Zador · September 19, 2022, 2:08pm

Previously I have put a lot of effort into training networks appropriately. However, talking to colleagues, a lot of the things I did may be redundant due to novel optimizers and the theory of deep learning, who are training networks for beating benchmarks in academia. I am hoping for a brief discussion. Here are the things I used to do which might not be necessary, which were inspired by traditional ML classes not DeepL specific classes:

using train-val-test split instead of just train-test: During training I used an additional val split, which I used to check if the training is converging or overfitting. I heard from colleagues that they simply use the training set running loss to check for convergence (and don’t need to check for overfitting)
Using learning rate schedulers.
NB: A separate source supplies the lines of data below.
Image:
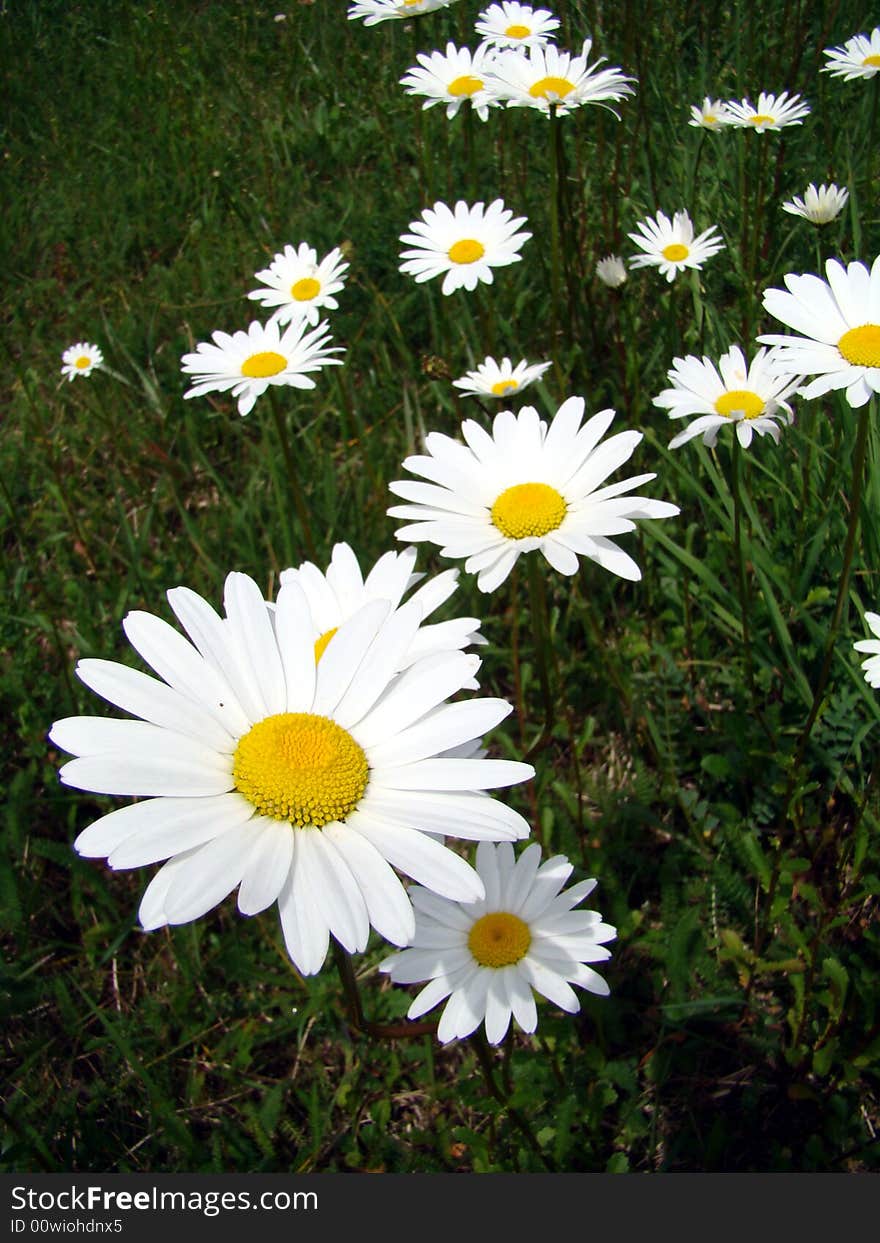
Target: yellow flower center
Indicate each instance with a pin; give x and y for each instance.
(469, 250)
(675, 251)
(528, 510)
(499, 940)
(861, 346)
(306, 288)
(551, 86)
(740, 402)
(266, 363)
(465, 85)
(302, 768)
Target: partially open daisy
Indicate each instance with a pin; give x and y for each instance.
(548, 78)
(295, 782)
(858, 57)
(462, 245)
(491, 956)
(839, 326)
(527, 486)
(819, 206)
(298, 286)
(81, 359)
(752, 398)
(500, 379)
(671, 246)
(871, 666)
(454, 77)
(772, 112)
(516, 25)
(247, 362)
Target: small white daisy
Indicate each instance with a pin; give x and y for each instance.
(858, 57)
(491, 956)
(871, 666)
(819, 206)
(516, 25)
(462, 245)
(612, 271)
(81, 359)
(773, 112)
(750, 398)
(839, 326)
(525, 487)
(298, 286)
(500, 379)
(671, 246)
(249, 362)
(548, 78)
(288, 779)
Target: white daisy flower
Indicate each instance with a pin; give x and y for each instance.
(80, 359)
(858, 57)
(671, 246)
(249, 362)
(491, 956)
(336, 596)
(295, 782)
(462, 245)
(819, 206)
(451, 77)
(500, 379)
(711, 114)
(871, 666)
(751, 398)
(516, 25)
(373, 11)
(839, 326)
(773, 112)
(551, 78)
(612, 271)
(526, 487)
(298, 286)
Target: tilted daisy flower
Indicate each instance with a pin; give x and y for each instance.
(81, 359)
(491, 956)
(819, 206)
(462, 245)
(548, 78)
(871, 666)
(858, 57)
(839, 326)
(453, 77)
(247, 362)
(298, 286)
(336, 596)
(671, 246)
(527, 486)
(752, 398)
(290, 781)
(500, 379)
(516, 25)
(773, 112)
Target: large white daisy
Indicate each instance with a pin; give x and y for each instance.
(491, 956)
(858, 57)
(671, 246)
(752, 398)
(839, 322)
(247, 362)
(550, 78)
(462, 245)
(526, 486)
(298, 286)
(292, 781)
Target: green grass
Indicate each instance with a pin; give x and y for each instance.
(737, 859)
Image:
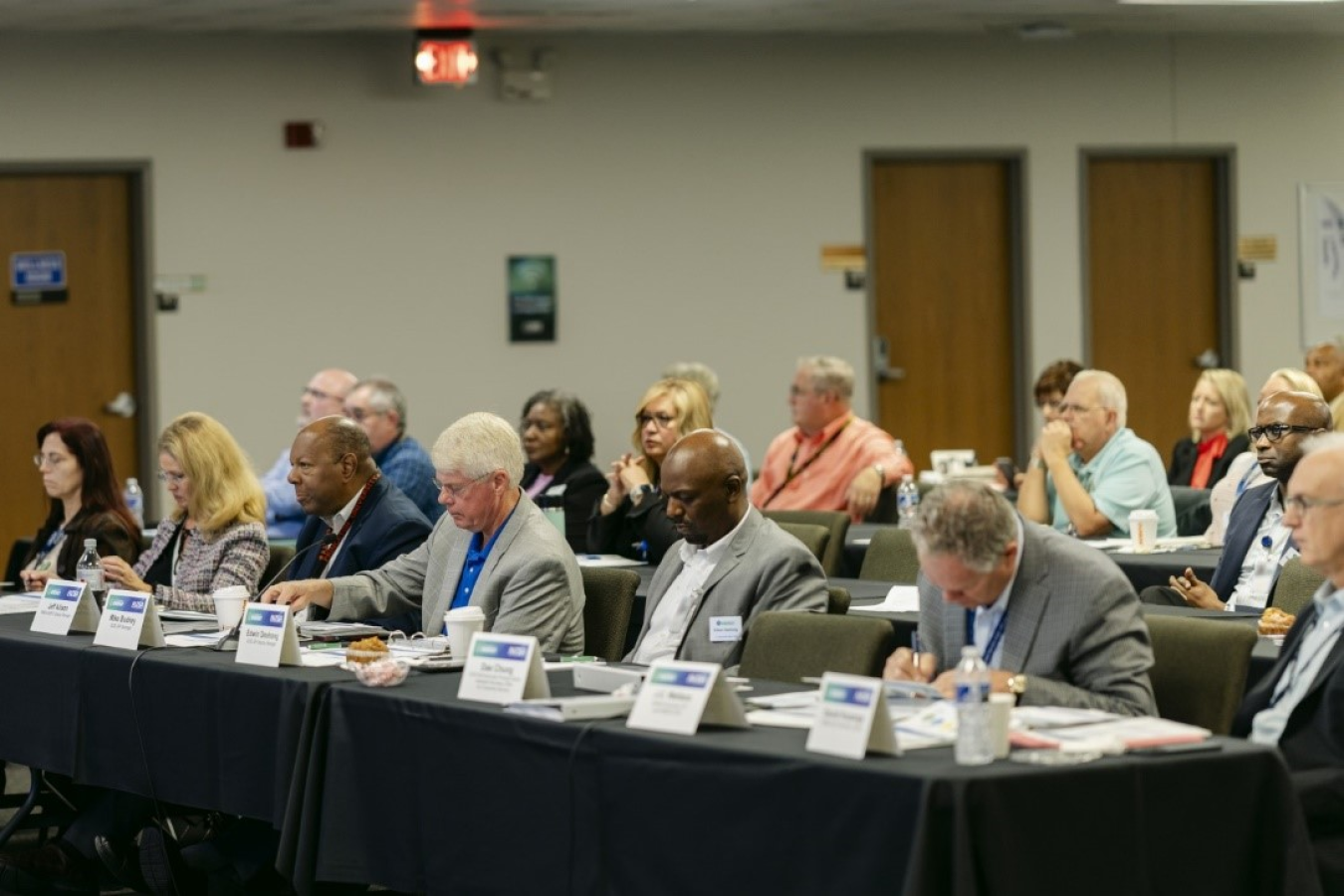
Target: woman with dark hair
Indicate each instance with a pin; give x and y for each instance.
(560, 474)
(77, 473)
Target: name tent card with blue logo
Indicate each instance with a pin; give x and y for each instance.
(852, 718)
(678, 697)
(129, 621)
(268, 637)
(65, 607)
(502, 669)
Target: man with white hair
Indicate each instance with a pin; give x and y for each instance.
(830, 458)
(494, 550)
(1093, 470)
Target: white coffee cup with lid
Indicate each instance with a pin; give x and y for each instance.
(1143, 531)
(461, 623)
(229, 604)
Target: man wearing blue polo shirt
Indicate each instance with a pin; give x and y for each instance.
(1089, 470)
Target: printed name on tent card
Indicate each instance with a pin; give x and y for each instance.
(129, 621)
(65, 607)
(268, 635)
(852, 718)
(678, 697)
(502, 669)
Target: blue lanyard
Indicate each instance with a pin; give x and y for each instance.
(995, 637)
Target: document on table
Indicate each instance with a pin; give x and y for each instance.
(26, 602)
(606, 560)
(902, 598)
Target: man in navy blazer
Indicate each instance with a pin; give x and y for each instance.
(1258, 541)
(356, 519)
(1300, 704)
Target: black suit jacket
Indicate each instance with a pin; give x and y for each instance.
(1242, 527)
(1186, 452)
(583, 487)
(384, 528)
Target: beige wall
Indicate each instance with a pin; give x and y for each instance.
(684, 183)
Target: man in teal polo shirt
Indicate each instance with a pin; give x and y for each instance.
(1089, 470)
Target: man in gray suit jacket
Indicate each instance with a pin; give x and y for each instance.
(1056, 622)
(730, 565)
(494, 550)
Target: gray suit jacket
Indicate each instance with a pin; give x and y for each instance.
(765, 568)
(1074, 627)
(530, 584)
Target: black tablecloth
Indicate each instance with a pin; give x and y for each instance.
(492, 802)
(202, 731)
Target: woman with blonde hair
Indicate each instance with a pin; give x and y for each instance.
(632, 518)
(1220, 415)
(217, 533)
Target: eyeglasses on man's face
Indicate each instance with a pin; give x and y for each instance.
(456, 492)
(1275, 431)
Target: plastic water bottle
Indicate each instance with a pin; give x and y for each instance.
(972, 677)
(89, 569)
(907, 500)
(134, 501)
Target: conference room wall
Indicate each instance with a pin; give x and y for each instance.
(686, 185)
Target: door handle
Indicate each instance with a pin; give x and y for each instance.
(121, 406)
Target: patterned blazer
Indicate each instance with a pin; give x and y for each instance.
(237, 555)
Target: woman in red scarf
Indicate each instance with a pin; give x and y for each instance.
(1220, 414)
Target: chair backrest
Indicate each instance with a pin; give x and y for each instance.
(1193, 510)
(814, 538)
(1294, 587)
(890, 558)
(790, 645)
(280, 555)
(833, 520)
(609, 598)
(1199, 669)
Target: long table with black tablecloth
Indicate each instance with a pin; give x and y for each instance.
(492, 802)
(1143, 569)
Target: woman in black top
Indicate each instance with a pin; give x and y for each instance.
(77, 474)
(632, 518)
(560, 473)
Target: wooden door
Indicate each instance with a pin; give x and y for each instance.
(944, 266)
(66, 358)
(1156, 268)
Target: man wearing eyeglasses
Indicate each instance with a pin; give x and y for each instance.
(322, 396)
(1094, 470)
(830, 460)
(379, 407)
(1300, 704)
(1258, 541)
(492, 550)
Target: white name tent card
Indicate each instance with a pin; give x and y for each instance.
(852, 718)
(678, 697)
(502, 669)
(268, 637)
(65, 607)
(129, 621)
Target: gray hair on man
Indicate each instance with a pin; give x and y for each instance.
(967, 520)
(829, 373)
(384, 395)
(698, 373)
(1110, 392)
(477, 445)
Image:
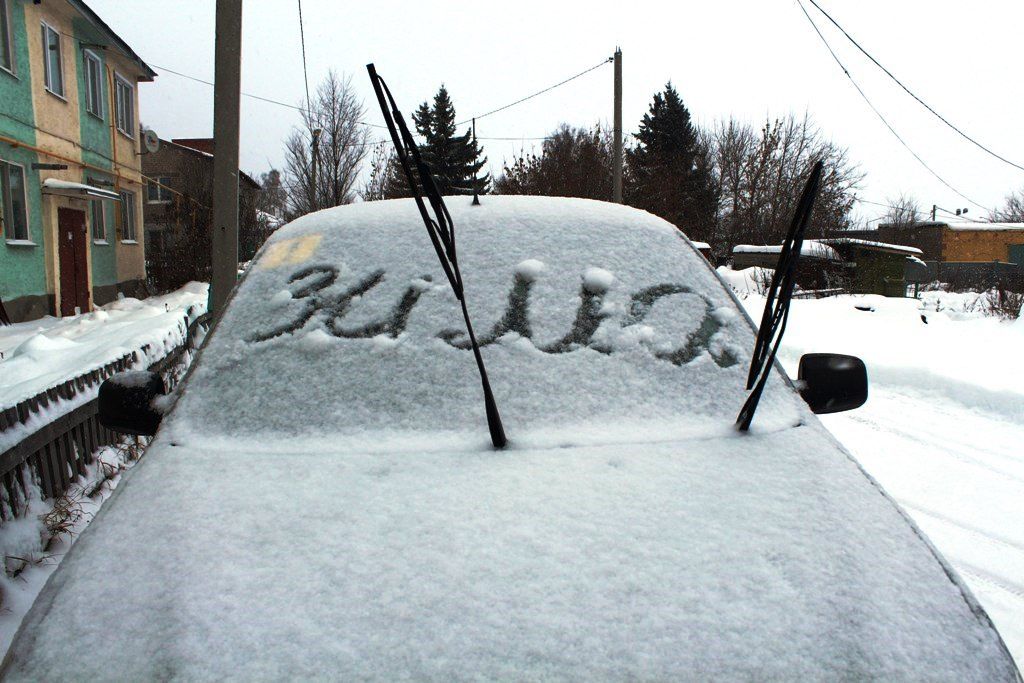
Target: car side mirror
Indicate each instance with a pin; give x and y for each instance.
(833, 382)
(126, 402)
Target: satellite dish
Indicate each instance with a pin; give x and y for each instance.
(151, 140)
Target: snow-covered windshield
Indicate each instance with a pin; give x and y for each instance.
(590, 315)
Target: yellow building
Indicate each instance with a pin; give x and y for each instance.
(71, 185)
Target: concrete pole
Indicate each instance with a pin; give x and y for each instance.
(226, 91)
(616, 154)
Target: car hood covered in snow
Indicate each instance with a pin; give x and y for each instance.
(350, 520)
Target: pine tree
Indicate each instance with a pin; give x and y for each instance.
(671, 169)
(456, 161)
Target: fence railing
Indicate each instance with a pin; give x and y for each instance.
(53, 456)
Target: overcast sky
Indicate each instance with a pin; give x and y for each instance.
(750, 58)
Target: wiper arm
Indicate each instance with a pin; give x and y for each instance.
(776, 310)
(440, 229)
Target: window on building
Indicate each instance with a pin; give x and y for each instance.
(12, 202)
(97, 215)
(124, 102)
(6, 39)
(93, 84)
(127, 216)
(159, 194)
(52, 61)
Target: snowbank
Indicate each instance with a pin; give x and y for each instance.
(42, 353)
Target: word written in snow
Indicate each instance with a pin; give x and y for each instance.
(310, 285)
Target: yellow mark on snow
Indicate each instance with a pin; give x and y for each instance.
(291, 252)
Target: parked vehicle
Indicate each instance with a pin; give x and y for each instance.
(324, 500)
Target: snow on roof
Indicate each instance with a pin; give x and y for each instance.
(69, 188)
(975, 225)
(902, 249)
(810, 248)
(325, 502)
(371, 257)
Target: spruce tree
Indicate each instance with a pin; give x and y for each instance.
(671, 169)
(456, 161)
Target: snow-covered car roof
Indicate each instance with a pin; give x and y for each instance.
(324, 503)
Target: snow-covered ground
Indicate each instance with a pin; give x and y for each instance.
(943, 427)
(42, 353)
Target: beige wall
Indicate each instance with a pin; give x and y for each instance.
(983, 246)
(58, 131)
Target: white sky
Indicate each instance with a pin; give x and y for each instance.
(750, 58)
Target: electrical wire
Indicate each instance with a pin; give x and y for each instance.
(880, 115)
(909, 92)
(539, 92)
(305, 74)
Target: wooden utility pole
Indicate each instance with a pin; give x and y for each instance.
(616, 153)
(226, 91)
(313, 201)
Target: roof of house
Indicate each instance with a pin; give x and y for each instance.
(962, 225)
(123, 47)
(875, 246)
(180, 143)
(810, 249)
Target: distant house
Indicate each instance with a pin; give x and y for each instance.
(856, 265)
(961, 242)
(70, 177)
(178, 215)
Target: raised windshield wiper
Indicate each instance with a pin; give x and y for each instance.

My colleagues do not anymore because optimizers such as Adam have their own. I know this to be true but I still did it because it seemed to be a general procedure.
Changing training at validation plateau:
3.1. I used to use ReduceLROnPlateau from pytorch. when validation loss starts to increase, the learning rate is reduced
3.2. I used to save checkpoints until reaching plateau → reset to this checkpoint when val loss increases → decrease learning rate and continue

Notice for 1 and 3 I made these decisions based on a patience period, for example, declare overfit/convergence if after 10 epochs the validation loss hasn’t decreased.

What do you think? What is redundant? is anything potentially harmful?